Department of Environmental Health, University of Cincinnati, Cincinnati, OH 45267, USA.
Curr Protein Pept Sci. 2011 Sep;12(6):563-73. doi: 10.2174/138920311796957603.
On-going efforts to improve protein structure prediction stimulate the development of scoring functions and methods for model quality assessment (MQA) that can be used to rank and select the best protein models for further refinement. In this work, sequence-based prediction of relative solvent accessibility (RSA) is employed as a basis for a simple MQA method for soluble proteins, and subsequently extended to the much less explored case of (alpha-helical) membrane proteins. In analogy to soluble proteins, the level of exposure to the lipid of amino acid residues in transmembrane (TM) domains is captured in terms of the relative lipid accessibility (RLA), which is predicted from sequence using low-complexity Support Vector Regression models. On an independent set of 23 TM proteins, the new SVR-based predictor yields correlation coefficient (CC) of 0.56 between the predicted and observed RLA profiles, as opposed to CC of 0.13 for a baseline predictor that utilizes TMLIP2H empirical lipophilicity scale (with standard deviations of about 0.15). A simple MQA approach is then defined by ranking models of membrane proteins in terms of consistency between predicted and observed RLA profiles, as a measure of similarity to the native structure. The new method does not require a set of decoy models to optimize parameters, circumventing current limitations in this regard. Several different sets of models, including those generated by fragment based folding simulations, and decoys obtained by swapping TM helices to mimic errors in template based assignment, are used to assess the new approach. Predicted RLA profiles can be used to successfully discriminate near native models from non-native decoys in most cases, significantly improving the separation of correct and incorrectly folded models compared to a simple baseline approach that utilizes TMLIP2H. As suggested by the robust performance of a simple MQA method for soluble proteins that utilizes more accurate RSA predictions, further significant improvements are likely to be achieved. The steady growth in the number of resolved membrane protein structures is expected to yield enhanced RLA predictions, facilitating further efforts to improve de novo and template based prediction of membrane protein structure.

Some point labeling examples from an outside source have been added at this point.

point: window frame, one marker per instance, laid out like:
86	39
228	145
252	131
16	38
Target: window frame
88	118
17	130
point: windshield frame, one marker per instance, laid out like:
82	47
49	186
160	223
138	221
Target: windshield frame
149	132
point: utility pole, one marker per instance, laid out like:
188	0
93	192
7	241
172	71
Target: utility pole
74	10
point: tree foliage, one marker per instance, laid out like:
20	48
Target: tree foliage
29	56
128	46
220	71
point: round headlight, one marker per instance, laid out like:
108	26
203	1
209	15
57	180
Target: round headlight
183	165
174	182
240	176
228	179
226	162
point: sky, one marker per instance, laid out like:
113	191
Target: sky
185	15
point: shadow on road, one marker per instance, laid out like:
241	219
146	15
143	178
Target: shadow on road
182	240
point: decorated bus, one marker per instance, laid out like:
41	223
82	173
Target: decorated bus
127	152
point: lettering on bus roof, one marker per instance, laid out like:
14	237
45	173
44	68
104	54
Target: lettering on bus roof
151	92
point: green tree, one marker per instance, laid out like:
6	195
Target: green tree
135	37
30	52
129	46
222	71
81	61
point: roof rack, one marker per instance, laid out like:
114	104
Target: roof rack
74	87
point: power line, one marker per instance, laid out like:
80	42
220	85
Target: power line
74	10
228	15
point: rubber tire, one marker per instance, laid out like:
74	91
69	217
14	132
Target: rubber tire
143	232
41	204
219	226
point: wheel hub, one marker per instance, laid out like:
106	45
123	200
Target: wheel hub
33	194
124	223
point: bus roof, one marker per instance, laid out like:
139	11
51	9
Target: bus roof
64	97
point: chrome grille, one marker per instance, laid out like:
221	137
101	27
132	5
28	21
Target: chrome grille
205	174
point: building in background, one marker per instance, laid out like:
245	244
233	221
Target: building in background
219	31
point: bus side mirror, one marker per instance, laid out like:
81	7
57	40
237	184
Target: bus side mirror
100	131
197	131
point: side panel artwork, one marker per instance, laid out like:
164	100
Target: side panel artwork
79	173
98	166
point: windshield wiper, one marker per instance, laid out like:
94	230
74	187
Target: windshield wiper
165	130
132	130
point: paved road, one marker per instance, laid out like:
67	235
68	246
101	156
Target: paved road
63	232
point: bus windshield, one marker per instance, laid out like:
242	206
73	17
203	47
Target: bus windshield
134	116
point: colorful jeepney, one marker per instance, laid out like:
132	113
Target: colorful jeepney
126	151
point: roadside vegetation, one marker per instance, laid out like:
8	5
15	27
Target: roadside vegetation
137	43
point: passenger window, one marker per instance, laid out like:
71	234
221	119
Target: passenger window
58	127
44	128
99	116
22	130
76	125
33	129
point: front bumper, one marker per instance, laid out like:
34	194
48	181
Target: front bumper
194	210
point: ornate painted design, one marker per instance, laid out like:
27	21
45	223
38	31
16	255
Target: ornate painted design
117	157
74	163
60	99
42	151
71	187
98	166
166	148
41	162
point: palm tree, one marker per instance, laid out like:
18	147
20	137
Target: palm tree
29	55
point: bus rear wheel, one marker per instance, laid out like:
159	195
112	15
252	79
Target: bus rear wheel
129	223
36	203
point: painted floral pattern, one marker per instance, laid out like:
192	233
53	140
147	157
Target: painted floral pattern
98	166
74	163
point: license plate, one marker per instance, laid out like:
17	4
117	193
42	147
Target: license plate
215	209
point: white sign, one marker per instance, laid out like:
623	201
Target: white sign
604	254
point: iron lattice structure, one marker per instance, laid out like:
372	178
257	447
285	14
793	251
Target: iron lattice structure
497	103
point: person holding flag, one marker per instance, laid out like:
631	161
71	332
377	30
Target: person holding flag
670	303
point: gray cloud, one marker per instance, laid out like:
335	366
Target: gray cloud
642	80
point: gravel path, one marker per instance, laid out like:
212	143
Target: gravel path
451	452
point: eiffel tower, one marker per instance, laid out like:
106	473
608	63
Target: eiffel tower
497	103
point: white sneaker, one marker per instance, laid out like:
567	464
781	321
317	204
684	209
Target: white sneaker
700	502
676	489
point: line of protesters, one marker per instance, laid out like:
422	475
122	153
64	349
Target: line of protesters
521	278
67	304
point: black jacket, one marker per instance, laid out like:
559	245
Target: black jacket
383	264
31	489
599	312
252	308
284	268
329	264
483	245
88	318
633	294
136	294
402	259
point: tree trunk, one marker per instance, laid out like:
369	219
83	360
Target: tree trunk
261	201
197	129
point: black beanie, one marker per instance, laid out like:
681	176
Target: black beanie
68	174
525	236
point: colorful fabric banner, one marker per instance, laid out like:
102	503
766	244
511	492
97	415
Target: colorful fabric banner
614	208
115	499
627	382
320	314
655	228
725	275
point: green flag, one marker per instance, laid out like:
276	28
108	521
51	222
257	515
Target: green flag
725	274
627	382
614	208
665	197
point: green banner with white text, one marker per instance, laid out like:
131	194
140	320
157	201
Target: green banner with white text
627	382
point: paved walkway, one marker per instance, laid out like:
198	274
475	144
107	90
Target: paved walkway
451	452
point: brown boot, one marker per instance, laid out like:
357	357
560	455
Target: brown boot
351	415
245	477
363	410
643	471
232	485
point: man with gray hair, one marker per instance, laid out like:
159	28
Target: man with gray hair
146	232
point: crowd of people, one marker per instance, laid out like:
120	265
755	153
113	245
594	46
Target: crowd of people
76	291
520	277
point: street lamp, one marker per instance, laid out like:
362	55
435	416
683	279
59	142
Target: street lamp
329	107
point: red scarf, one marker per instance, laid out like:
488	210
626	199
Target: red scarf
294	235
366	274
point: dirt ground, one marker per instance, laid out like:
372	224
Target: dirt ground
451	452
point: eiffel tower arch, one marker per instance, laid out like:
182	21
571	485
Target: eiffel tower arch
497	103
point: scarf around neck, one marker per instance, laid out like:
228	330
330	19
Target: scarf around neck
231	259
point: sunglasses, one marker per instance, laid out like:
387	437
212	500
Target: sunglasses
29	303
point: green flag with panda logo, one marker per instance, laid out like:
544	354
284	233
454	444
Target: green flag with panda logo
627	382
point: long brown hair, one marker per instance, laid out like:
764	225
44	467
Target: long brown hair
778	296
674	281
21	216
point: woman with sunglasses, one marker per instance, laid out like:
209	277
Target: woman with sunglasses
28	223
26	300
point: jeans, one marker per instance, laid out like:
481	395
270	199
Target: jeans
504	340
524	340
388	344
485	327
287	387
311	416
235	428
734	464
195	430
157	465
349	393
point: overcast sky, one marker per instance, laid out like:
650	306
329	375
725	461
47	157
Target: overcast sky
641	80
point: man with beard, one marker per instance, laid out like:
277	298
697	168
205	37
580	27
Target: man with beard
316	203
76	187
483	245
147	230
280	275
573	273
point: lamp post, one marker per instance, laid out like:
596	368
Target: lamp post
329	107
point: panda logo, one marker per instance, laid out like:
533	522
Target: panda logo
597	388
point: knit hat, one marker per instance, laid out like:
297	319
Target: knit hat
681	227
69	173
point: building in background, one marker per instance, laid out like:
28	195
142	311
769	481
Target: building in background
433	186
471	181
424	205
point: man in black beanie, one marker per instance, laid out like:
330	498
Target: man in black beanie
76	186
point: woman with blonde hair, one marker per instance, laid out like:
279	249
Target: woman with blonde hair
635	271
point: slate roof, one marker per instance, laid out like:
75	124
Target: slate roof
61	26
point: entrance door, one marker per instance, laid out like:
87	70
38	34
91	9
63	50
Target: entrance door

目前,为了提高蛋白质结构预测的水平,研究人员正在不断努力,这也刺激了评分函数和模型质量评估(MQA)方法的发展,以便对模型进行排序和选择,从而进一步完善最佳蛋白质模型。在这项工作中,我们将基于序列的相对溶剂可及性(RSA)预测用作可溶性蛋白质简单 MQA 方法的基础,随后将其扩展到研究较少的(α-螺旋)膜蛋白领域。类似于可溶性蛋白质,跨膜(TM)结构域中氨基酸残基暴露于脂质的程度可以用相对脂质可及性(RLA)来表示,这可以使用低复杂度支持向量回归(SVR)模型从序列中预测得到。在一个由 23 个 TM 蛋白组成的独立数据集上,新的基于 SVR 的预测器得到的预测和观察到的 RLA 谱之间的相关系数(CC)为 0.56,而使用 TMLIP2H 经验疏水性尺度的基线预测器的 CC 为 0.13(标准偏差约为 0.15)。然后,通过根据预测和观察到的 RLA 谱之间的一致性对膜蛋白模型进行排序,定义了一种简单的 MQA 方法,作为与天然结构相似性的度量。新方法不需要一组诱饵模型来优化参数,从而避免了当前在这方面的限制。几种不同的模型集,包括基于片段折叠模拟生成的模型集和通过交换 TM 螺旋模拟模板分配错误获得的诱饵模型集,都被用来评估新方法。在大多数情况下,预测的 RLA 谱可以成功地区分近天然模型和非天然诱饵,与利用 TMLIP2H 的简单基线方法相比,显著提高了正确和错误折叠模型的分离度。正如利用更准确的 RSA 预测的可溶性蛋白质的简单 MQA 方法的稳健性能所表明的那样,进一步的显著改进是可能的。随着已解析膜蛋白结构数量的稳步增长,预计 RLA 预测将会得到改善,从而进一步促进从头预测和基于模板的膜蛋白结构预测的发展。